What makes this game even more difficult is that there are just far too many objectives on the top-left of the screen at one time. The majority of them are timed, and it's incredibly hard to work on everything at the same time. I found on my second play-through, it was slightly easier on the 'easy' difficulty, but that overwhelming feeling didn't take long to sink in...even if I was earning a bit more money than the first time. 

I'm sure some people would find this game a little too bleak to return multiple times too, especially to check out the even darker DLC (which I'll go into a little more detail about below...keep reading!). However, there's subtle hints at dark humour at times which help to balance out the doom and gloom...albeit, not by much. Try reading the 'Government Directives', for example.


Eesh. Hide your grandparents.
Beholder could easily become repetitive, and in some respects it is, but the sheer volume of orders that come in for you to complete at any given time definitely keeps you on your toes. 

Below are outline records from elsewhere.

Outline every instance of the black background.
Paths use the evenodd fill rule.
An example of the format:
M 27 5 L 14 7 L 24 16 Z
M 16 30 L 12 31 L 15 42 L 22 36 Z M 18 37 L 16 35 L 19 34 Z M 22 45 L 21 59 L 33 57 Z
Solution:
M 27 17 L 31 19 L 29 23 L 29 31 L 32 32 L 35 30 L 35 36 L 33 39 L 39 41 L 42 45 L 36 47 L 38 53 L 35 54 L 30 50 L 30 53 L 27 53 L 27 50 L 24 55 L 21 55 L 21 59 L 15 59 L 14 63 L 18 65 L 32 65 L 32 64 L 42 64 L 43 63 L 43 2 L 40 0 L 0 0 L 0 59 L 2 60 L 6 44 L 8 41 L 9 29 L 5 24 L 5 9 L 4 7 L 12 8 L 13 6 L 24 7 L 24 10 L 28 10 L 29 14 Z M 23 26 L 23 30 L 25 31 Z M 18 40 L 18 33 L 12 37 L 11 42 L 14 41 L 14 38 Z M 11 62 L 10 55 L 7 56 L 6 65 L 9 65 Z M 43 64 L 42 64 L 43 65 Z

Beholder: Blissful Sleep DLC



The Complete Edition is packaged with the DLC Blissful Sleep, a brief DLC that took me around three hours to play through. This time around, you're playing a new character who has just been told that he's due to be euthanized under the 'Blissful Sleep' program, now that he's hit 85. Sent to the same location as the main game, he takes the landlord position once more as he works to get his final affairs in order.

Apart from the new character (and his fluffy cat), there's not much that different this time around, other than some slightly different missions, such as collecting DNA samples from select tenant's belongings. For future DLC or sequels, it'll be interesting if we could explore this distopian world in different settings.



Summary
Beholder is a fun management game. Each mission has several directions you can take, and although it's tough, it's quite fun to try and manage several missions at the same time. However, the game falters at times, as it often feels that your decisions are forced into a particular direction. It's evident that the state are the ones who have the full control, so it's a little disheartening when none of your own efforts really go anywhere. This makes going rogue and turning your back on their directives often near impossible. A slight tweak in balancing would've worked in it's favour. 

Aesthetically, the game's bleak dystopian setting looks great. The melancholy soundtrack is equally as gorgeous, and there are some truly interesting characters to interact with. I found that it's an easy game to sink some time into. I soon became addicted to completing missions in the set time frame, and trying to keep everyone satisfied. I tried a 'good guy' playthrough, and an 'obedient Ministry servant' playthrough. Playing in favour of the Ministry made me feel like a truly horrible person at times, while being the decent landlord was a tough slog. I recommend giving it a go on both, as both scenarios offer different experiences.